The energy crisis in the country has caused Pick n Pay South Africa’s share price hit its lowest mark this week with the retailer’s shares dropping 9% to its lowest in a decade.
The commodity retailer has spent more than half a billion rands in diesel to keep its generators working.

The retailer said the high cost of purchasing diesel for its generators has had a huge impact to its operations, denting its profit margins.


Its share price on the JSE on Thursday closed 9.16%, which saw it to trade lower at R37.39.

The retailer has spent R522-million in total on diesel and a net amount of R430-million when it takes its electricity savings into consideration.

“The ongoing crisis in national electricity generation is having a profound impact on the group and the country. All the Pick n Pay and Boxer stores have backup power and have been operational throughout the difficult loadshedding period.

“However,” says the retailer, “loadshedding has resulted in customer disruption, presenting supply chain and procurement challenges given the significant diesel expenditure costs to run generators, extra repairs and maintenance running ahead of normal demands”.

The retailer stated that energy usage reduction has multiple work streams, including further investment in energy-efficient LED lighting and the installation of automated controls to switch off certain equipment during loadshedding.

“Negotiations with landlords are ongoing in support of maximising landlord solar installation and the purchase of renewable electricity from landlords. Installing in-store battery energy storage solutions to operate supermarkets sustainably through loadshedding. The group is in the process of trialling such solutions in several supermarkets and will critically assess the return on investment, while making the case to government for diesel tax rebates.”
The group’s sales at Pick n Pay and Qualisave grew by 4.3%.
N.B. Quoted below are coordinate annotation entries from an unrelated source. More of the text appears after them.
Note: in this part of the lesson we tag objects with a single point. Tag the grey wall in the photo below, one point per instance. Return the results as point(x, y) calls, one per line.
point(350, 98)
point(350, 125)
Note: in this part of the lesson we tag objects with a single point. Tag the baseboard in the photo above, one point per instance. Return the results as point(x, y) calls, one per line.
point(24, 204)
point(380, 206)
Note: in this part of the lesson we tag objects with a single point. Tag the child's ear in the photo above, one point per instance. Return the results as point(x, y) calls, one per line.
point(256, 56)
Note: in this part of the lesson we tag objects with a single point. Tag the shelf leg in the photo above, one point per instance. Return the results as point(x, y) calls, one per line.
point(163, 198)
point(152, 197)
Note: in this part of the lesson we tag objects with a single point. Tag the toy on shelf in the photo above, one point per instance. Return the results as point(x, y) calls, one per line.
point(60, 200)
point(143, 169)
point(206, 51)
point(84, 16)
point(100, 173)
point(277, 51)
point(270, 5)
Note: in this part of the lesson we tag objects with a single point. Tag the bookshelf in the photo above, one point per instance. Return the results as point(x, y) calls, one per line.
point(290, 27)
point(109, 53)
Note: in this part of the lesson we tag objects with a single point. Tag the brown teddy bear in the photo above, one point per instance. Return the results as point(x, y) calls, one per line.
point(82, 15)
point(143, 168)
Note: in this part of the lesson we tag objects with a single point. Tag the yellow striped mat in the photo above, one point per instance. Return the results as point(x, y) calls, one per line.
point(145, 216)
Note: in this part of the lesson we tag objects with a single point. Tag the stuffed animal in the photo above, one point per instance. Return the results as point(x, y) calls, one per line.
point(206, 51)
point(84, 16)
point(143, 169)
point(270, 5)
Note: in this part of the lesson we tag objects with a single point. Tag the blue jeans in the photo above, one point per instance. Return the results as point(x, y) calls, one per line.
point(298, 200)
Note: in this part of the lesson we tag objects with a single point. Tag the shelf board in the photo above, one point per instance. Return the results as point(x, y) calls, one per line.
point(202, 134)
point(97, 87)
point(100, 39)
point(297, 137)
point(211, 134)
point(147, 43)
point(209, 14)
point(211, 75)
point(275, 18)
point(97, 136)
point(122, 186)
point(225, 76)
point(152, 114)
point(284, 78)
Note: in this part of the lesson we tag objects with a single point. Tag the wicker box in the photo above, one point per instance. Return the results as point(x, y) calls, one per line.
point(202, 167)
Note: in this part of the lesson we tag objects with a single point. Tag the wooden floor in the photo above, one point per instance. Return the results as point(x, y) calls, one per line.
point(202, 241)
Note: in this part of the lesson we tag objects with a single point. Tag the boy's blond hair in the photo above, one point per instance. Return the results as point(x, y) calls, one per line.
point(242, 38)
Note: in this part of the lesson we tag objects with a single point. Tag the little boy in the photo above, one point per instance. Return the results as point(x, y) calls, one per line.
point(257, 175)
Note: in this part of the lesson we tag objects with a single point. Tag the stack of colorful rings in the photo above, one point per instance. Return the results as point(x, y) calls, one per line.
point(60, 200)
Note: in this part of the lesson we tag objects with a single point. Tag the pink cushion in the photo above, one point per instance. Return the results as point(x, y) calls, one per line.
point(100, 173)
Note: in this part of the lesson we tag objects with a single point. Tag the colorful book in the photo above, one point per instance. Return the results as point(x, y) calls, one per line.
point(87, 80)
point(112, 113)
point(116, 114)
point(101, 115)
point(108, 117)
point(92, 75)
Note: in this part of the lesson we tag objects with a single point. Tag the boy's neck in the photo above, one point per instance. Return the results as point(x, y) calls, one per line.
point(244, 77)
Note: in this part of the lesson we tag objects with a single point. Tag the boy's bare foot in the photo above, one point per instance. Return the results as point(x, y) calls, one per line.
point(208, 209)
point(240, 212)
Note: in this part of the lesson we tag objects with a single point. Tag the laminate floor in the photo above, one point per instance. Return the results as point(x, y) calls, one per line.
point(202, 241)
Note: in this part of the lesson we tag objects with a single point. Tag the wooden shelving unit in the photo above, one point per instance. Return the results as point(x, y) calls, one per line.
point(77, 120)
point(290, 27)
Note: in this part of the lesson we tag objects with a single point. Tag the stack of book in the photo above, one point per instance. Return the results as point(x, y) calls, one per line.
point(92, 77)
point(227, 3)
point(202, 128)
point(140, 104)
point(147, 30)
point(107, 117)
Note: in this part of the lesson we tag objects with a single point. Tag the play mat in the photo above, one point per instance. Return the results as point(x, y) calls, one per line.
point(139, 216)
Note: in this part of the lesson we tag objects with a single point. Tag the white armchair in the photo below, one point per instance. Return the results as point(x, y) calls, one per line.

Pick n Pay has also invested R4-billion in capital projects in financial year 2023, an 87% increase on the R2.1 billion invested in 2022 in line with accelerated investment plans.

The group stated that its capital investment for the financial year of 2024 was expected to be in the rage of R3.5-billion to R4.5-billion.

The retailer has reduced food waste by 30% over the past four years with the intention to reducing it by 50% in 2030 through donating more than 880 tons of edible surplus food to NGOs.